Richard Newman Named Executive Director of American Museum of Tort Law

Richard L. Newman has been named executive director of the American Museum of Tort Law.

tort museum

The Museum, located in Winsted, Connecticut, and, according to the Museum’s website, is  “dedicated to greater citizen understanding of the civil justice system and the crucial role this muscle of justice plays in protecting the health, safety and personal freedoms of all Americans.”

Newman practiced trial law with the firm of Adelman Hirsch and Newman in Connecticut.

He is a graduate of the University of Wisconsin School of Law.

Newman is the co-author of the standard treatise on Connecticut Law of Torts and served in 2004-2005 as President of the Connecticut Trial Lawyers Association.

“Mr.
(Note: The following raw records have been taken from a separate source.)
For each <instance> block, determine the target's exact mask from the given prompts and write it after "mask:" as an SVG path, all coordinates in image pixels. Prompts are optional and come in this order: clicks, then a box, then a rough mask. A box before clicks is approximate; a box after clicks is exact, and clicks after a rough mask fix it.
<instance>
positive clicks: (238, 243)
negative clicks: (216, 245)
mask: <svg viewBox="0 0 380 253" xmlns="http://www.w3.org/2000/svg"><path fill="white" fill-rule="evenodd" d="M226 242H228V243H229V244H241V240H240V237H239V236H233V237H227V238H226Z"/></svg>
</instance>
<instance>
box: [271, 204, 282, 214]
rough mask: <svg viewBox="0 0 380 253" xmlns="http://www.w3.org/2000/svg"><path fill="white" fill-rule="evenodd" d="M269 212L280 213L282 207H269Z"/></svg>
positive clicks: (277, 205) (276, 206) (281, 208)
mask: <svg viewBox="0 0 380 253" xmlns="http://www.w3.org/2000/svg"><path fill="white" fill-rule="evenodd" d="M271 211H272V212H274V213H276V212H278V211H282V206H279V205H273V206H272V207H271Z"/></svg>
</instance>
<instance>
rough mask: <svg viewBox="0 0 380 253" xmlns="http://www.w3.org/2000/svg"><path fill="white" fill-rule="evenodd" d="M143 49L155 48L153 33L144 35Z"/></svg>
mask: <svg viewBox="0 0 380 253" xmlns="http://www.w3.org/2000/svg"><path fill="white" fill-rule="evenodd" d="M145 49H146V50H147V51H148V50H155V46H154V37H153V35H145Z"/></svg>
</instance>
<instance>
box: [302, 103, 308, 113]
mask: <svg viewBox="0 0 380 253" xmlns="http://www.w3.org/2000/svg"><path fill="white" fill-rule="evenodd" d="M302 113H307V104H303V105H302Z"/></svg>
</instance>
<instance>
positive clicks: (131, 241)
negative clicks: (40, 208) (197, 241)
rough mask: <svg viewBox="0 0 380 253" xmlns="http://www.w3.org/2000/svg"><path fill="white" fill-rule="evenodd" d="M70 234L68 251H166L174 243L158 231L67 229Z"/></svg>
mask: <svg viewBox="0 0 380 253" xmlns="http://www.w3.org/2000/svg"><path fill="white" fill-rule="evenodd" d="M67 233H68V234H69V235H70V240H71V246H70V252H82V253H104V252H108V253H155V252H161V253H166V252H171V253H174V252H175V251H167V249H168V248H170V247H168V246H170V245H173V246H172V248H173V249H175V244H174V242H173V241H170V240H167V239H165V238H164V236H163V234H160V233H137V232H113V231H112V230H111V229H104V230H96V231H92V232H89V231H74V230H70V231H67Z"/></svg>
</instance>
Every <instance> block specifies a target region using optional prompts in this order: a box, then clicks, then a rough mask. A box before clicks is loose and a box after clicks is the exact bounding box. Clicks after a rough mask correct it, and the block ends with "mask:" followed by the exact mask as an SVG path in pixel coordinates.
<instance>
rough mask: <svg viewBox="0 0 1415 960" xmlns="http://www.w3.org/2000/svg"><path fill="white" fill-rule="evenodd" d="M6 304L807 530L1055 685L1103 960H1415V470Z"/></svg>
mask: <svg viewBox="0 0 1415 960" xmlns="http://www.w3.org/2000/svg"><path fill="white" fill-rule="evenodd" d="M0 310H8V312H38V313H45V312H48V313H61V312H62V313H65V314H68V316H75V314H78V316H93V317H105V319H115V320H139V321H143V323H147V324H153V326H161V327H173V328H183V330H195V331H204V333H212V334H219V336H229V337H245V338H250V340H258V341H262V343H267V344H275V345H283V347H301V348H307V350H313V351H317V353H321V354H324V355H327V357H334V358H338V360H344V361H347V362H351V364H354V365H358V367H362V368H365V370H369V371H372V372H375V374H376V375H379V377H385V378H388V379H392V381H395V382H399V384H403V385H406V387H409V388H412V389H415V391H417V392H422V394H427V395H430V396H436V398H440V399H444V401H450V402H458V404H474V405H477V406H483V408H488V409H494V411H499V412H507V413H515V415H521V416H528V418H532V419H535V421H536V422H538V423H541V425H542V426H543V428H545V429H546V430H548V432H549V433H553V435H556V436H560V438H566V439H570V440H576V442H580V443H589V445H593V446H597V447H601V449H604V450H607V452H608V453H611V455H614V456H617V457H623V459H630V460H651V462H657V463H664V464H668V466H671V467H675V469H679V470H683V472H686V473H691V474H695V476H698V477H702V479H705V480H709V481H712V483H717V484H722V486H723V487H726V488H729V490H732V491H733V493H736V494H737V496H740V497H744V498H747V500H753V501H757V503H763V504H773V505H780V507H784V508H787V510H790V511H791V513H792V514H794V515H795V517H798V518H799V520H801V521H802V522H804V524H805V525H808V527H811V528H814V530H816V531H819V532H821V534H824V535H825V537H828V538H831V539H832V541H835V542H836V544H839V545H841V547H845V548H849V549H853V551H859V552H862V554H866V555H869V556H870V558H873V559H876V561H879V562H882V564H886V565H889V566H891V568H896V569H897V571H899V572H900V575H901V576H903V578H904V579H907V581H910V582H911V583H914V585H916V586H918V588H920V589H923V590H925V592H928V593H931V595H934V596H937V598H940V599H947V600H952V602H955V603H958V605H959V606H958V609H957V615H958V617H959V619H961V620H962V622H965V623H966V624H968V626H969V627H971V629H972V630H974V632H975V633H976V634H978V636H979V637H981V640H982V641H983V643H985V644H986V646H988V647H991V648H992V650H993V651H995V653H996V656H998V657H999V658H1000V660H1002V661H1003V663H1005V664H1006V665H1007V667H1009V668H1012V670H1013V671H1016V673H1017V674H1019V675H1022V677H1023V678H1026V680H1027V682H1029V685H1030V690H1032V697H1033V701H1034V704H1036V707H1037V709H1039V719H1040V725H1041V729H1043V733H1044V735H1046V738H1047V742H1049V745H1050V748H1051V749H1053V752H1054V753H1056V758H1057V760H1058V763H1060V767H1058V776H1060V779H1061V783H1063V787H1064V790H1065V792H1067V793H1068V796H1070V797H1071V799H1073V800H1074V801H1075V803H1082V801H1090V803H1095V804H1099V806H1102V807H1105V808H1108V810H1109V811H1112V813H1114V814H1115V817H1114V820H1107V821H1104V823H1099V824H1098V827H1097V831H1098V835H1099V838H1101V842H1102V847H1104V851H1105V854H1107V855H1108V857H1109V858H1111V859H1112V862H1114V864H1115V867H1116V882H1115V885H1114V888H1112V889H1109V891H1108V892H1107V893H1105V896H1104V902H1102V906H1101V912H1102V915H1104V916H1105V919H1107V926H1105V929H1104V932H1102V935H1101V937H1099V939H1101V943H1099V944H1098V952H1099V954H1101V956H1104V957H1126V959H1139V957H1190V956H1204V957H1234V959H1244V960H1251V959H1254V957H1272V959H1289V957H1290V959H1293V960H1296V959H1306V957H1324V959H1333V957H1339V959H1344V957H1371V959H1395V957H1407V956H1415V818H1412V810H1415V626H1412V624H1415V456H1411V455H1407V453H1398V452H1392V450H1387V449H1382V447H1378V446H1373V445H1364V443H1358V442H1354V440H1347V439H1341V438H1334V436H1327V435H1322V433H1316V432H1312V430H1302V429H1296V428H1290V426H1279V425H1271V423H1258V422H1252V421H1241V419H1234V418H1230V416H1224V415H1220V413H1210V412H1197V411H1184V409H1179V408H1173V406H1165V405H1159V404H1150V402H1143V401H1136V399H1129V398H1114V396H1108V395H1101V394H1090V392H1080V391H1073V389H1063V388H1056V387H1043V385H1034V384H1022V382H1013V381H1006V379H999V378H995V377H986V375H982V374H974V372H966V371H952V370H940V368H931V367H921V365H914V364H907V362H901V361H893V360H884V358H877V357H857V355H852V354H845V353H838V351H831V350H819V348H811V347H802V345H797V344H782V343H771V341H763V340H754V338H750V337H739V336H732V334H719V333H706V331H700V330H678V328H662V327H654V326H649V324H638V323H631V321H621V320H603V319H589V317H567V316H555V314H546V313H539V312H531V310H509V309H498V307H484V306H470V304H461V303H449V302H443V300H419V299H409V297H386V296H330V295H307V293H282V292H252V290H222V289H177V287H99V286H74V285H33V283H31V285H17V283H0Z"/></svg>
Newman has combined a sterling career as a practicing consumer attorney, a scholar and an author that spells a combination of experience, compassion and enthusiasm to advance the first law museum in the United States,” said Ralph Nader, the founder of the Museum. “This educational institution, scheduled to open in September, will communicate the remarkable historical legacy and continuing contributions of an evolving Tort Law to the quality of American life and culture as well as providing a sense of security and stability for a rapidly challenging technological society.”

Newman said the Museum “represents an historic opportunity for citizens of all walks of life to learn about tort law—the law of wrongful injury.”

“I will work to build a museum that will serve as a broad forum to increase our understanding of the civil justice system and the various ways the law has served and can serve to protect our safety, our rights and our freedoms in a democratic society.”

Nader quoted Roscoe Pound, the former Dean of Harvard Law School that “the law must be stable but it cannot stand still.”

“It must also stand strong against the sustained assault on its overall access to justice for the powerless, the wronged and the harmed,” Nader said. “The Museum will serve to organize factual information, display and promote knowledge of tort law and its constitutional foundations, its landmark judicial decisions and its consequential societal functions.”